# Sleep Disturbances and Non-REM Phase Alterations in Children with Celiac Disease: A Combined Questionnaire and EEG Study

**Authors:** Mehpare Sarı Yanartaş, Nurel İnan Aydemir, Furkan Donbaloğlu, Chakan Tsakir, Özlem Yayıcı Köken, Burçin Şanlıdağ, Şenay Türe, Boran Şekeroğlu, Aygen Yılmaz, Şenay Haspolat

PMC · DOI: 10.3390/brainsci16030304 · Brain Sciences · 2026-03-12

## TL;DR

Children with celiac disease often experience sleep problems, especially if they don't follow a gluten-free diet, and these issues are linked to changes in brain activity during sleep.

## Contribution

This study is the first to examine sleep microstructure in children with celiac disease and links sleep spindle changes to sleep disturbance severity.

## Key findings

- Sleep disturbances are more common in children with celiac disease compared to controls.
- Poor adherence to a gluten-free diet is associated with more severe sleep problems.
- Reduced sleep spindle amplitude and density correlate with higher sleep disturbance scores.

## Abstract

What are the main findings?
Sleep disturbances are frequently reported in children with celiac disease and appear to be more pronounced in those with poor adherence to a gluten-free diet.Lower sleep spindle amplitude and density are observed in children with higher sleep disturbance scores, suggesting an association between subjective symptoms and N2 sleep microarchitecture.
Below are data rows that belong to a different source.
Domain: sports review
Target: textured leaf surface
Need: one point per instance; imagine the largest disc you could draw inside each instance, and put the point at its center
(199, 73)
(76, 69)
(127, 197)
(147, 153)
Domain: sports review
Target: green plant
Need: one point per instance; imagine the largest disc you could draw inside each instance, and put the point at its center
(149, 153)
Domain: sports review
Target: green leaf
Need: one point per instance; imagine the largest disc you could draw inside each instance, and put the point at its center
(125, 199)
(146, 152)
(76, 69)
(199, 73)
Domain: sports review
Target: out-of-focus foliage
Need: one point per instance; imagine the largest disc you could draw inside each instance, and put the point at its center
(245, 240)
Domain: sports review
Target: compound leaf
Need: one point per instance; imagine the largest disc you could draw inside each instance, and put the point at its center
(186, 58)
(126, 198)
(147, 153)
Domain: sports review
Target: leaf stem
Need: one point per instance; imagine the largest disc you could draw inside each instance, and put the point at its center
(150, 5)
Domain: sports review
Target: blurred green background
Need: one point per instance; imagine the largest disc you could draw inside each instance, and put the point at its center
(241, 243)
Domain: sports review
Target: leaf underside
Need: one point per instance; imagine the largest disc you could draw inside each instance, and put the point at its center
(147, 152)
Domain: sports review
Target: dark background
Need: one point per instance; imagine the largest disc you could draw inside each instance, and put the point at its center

Sleep disturbances are frequently reported in children with celiac disease and appear to be more pronounced in those with poor adherence to a gluten-free diet.
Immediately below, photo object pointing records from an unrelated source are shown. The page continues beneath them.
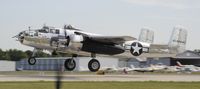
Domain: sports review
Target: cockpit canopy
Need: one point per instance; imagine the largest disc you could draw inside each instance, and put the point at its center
(47, 29)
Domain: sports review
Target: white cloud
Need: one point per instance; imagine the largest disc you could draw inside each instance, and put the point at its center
(177, 4)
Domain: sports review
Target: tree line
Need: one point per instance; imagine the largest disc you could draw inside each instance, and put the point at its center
(16, 55)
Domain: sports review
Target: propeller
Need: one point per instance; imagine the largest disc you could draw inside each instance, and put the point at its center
(58, 82)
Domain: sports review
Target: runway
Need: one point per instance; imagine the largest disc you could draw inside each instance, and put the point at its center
(143, 77)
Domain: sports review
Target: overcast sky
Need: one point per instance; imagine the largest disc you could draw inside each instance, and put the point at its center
(109, 17)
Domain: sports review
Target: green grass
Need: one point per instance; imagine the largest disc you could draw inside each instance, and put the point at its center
(101, 85)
Lower sleep spindle amplitude and density are observed in children with higher sleep disturbance scores, suggesting an association between subjective symptoms and N2 sleep microarchitecture.

What are the implications of the main findings?
These findings underscore the potential relevance of dietary adherence when interpreting sleep-related complaints in pediatric celiac disease.Sleep spindle metrics may represent promising objective correlates of symptom burden, warranting further validation in longitudinal and larger-scale studies.

These findings underscore the potential relevance of dietary adherence when interpreting sleep-related complaints in pediatric celiac disease.

Sleep spindle metrics may represent promising objective correlates of symptom burden, warranting further validation in longitudinal and larger-scale studies.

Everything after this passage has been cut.